When the field strength within the TEM cell was 31.25–37.5 kV/m, the global gray value anomaly was observed. Similar to the row anomaly, this anomaly recurred several times. It mainly manifested as an overall increase in the average gray value of the image, which was about 106 DN—substantially higher than the 10 DN in the normal state—leading to the appearance of a dark gray image, as shown in Fig. 5(a). For further investigation, a column of the pixels in this figure was utilized to draw a gray value distribution curve. As shown in Fig. 5(b), the gray value distribution in the abnormal image is poorly uniform, indicating an increase in the internal noise of the device. Notably, the CIS worked normally and could also realize its map-picking function when this phenomenon occurred. However, unlike the line anomaly, the global gray value anomaly persisted and could only be recovered after one power cycle (power off and restart).

Fig. 5

Global gray value anomalies: (a) anomalous images and (b) comparison of gray value distribution of single column pixels.

Considering that the gray value output of the abnormal image was not a constant value but showed an overall increase, this phenomenon may be considered the result of an abnormality in the offset register. In a CIS, the offset register is responsible for calibrating the output to compensate for the output signal's dark level. In this experiment, the initial offset setting value increased due to the influence of the EMP, causing the overall gray value to rise.

As shown in Fig. 5(b), pixel non-uniformity in the image exhibited a significant increase. Pulsed voltages were coupled to transfer electromagnetic signals into the device through the input and output ports, apertures, and slits. However, the generation of pulsed currents inside the device caused an increase in the noise inside it, leading to a rise in the non-uniformity of the pixel signals.

Screen distortion

The left side of the image presented in Fig. 6 shows interwoven black and white stripes that create a chaotic image. Notably, the gray pixel units on the left side of the depicted anomalous image contained gray values of 171–240 DN, while the black pixel units on the right side had 0 gray values.

Fig. 6

Screen distortion: (a) abnormal image and (b) enlarged view of the area.

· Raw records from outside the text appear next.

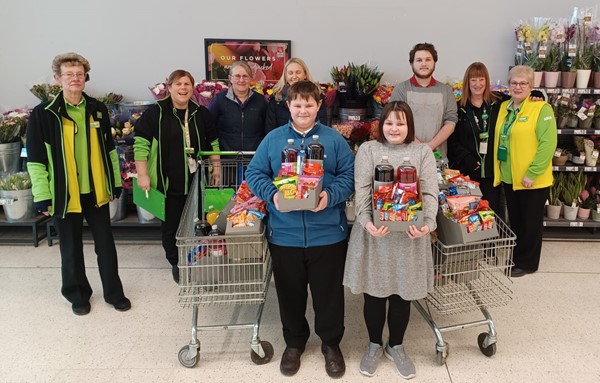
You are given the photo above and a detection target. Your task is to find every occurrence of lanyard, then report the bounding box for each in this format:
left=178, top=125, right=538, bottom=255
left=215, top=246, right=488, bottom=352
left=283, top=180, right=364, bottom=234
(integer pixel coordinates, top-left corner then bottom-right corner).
left=501, top=107, right=519, bottom=137
left=181, top=108, right=194, bottom=155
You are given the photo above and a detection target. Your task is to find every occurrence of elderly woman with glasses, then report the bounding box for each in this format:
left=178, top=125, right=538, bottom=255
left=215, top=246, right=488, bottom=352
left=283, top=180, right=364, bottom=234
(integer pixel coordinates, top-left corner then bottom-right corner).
left=493, top=65, right=557, bottom=278
left=26, top=52, right=130, bottom=315
left=208, top=61, right=267, bottom=152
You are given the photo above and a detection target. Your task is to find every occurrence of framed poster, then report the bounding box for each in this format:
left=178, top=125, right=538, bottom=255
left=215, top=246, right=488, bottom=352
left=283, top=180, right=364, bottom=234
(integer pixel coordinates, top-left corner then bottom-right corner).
left=204, top=39, right=291, bottom=84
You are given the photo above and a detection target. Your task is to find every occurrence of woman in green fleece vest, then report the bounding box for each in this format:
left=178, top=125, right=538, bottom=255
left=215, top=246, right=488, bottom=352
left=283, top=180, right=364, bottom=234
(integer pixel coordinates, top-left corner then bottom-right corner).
left=493, top=65, right=557, bottom=277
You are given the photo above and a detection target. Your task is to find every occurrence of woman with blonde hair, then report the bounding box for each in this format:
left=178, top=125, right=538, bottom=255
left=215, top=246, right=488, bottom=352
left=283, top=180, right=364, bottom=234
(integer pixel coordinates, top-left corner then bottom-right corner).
left=265, top=58, right=327, bottom=132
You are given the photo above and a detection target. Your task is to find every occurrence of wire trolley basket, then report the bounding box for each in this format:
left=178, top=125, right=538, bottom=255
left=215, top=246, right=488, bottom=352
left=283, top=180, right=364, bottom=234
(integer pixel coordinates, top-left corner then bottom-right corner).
left=413, top=217, right=516, bottom=365
left=175, top=152, right=273, bottom=368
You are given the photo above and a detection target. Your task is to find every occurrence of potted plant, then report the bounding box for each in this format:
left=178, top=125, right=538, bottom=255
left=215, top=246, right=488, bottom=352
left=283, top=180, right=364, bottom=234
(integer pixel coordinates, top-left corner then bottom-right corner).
left=0, top=172, right=35, bottom=222
left=591, top=187, right=600, bottom=222
left=560, top=23, right=578, bottom=88
left=560, top=171, right=586, bottom=220
left=552, top=148, right=569, bottom=166
left=543, top=44, right=561, bottom=87
left=577, top=188, right=596, bottom=219
left=331, top=62, right=383, bottom=111
left=0, top=111, right=28, bottom=176
left=593, top=103, right=600, bottom=129
left=547, top=173, right=563, bottom=219
left=525, top=52, right=544, bottom=87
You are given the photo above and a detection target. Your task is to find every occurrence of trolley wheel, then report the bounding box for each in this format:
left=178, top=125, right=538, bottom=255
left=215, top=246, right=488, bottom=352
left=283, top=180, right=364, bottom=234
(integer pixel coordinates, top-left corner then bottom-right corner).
left=435, top=343, right=449, bottom=366
left=250, top=341, right=274, bottom=365
left=477, top=333, right=496, bottom=357
left=178, top=345, right=199, bottom=368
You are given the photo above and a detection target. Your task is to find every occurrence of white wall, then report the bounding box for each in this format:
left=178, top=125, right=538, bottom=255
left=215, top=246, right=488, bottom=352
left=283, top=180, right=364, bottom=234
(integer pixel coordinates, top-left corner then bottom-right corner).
left=0, top=0, right=573, bottom=110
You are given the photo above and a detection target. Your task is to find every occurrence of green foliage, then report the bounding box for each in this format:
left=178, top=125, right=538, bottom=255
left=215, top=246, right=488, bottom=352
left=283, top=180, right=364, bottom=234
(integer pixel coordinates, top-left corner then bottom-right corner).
left=548, top=173, right=563, bottom=206
left=0, top=172, right=32, bottom=191
left=559, top=171, right=586, bottom=206
left=331, top=63, right=384, bottom=97
left=543, top=45, right=561, bottom=72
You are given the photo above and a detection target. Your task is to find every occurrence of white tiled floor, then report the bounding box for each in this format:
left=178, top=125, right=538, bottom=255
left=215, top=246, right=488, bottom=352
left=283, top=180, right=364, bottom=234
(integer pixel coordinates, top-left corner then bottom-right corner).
left=0, top=240, right=599, bottom=382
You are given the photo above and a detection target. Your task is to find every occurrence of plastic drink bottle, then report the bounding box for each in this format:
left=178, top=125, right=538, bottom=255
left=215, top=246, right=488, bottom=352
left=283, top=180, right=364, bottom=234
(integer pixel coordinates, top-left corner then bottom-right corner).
left=296, top=149, right=306, bottom=175
left=397, top=157, right=418, bottom=193
left=206, top=205, right=219, bottom=225
left=281, top=138, right=299, bottom=172
left=208, top=225, right=226, bottom=256
left=306, top=135, right=324, bottom=166
left=373, top=155, right=394, bottom=192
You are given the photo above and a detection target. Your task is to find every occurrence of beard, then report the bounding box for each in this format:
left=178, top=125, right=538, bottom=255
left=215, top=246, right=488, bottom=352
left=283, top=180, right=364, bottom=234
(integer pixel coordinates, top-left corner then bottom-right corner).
left=412, top=65, right=435, bottom=79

Furthermore, there are apparent differences between the abnormal phenomena on the left and right sides of the image in Fig. 6, which indicates that there may have been more than one failure site in the CIS device at the moment of EMP excitation. This could mean that multiple sites in the CIS failed simultaneously. The right side of the image displayed a gray value of 0, possibly due to the row decoder transmission gate or reset resistors being in a normally open or closed state, resulting in an output of 0 after correlated double sampling is performed. Meanwhile, the screen distortion observed on the left side of the image was likely caused by the misalignment of the LVDS output clock signal with the device operating clock signal, resulting in a scrambled output.

Analysis

The first observation drawn from the above experiments is that each image anomaly was accompanied by a corresponding failure interval. For instance, the line anomaly corresponded to 12.5–25.0 kV/m and the global gray value anomaly corresponded to 31.25–37.5 kV/m. The reason for this correspondence is that when an EMP irradiates a device, the electromagnetic signal couples the electromagnetic energy at each pin and aperture of the device through various coupling paths, which in turn affects the performance antad functions of the device. Due to the different circuit compositions and parameters of each pin in the device, the results showed variations in the coupling amount and electromagnetic resistance, i.e., different failure thresholds, for different circuit modules. As a result, different failure types occur at different failure intervals.

The second question addressed in this study is whether multiple failure conditions coincide when the field strength is substantially large. Based on the screen distortion phenomenon observed in the study findings, this coincidence seems likely. Furthermore, a failure override phenomenon has also been frequently observed, when multiple abnormal phenomena occur simultaneously, the interference phenomenon with more severe damage will take priority.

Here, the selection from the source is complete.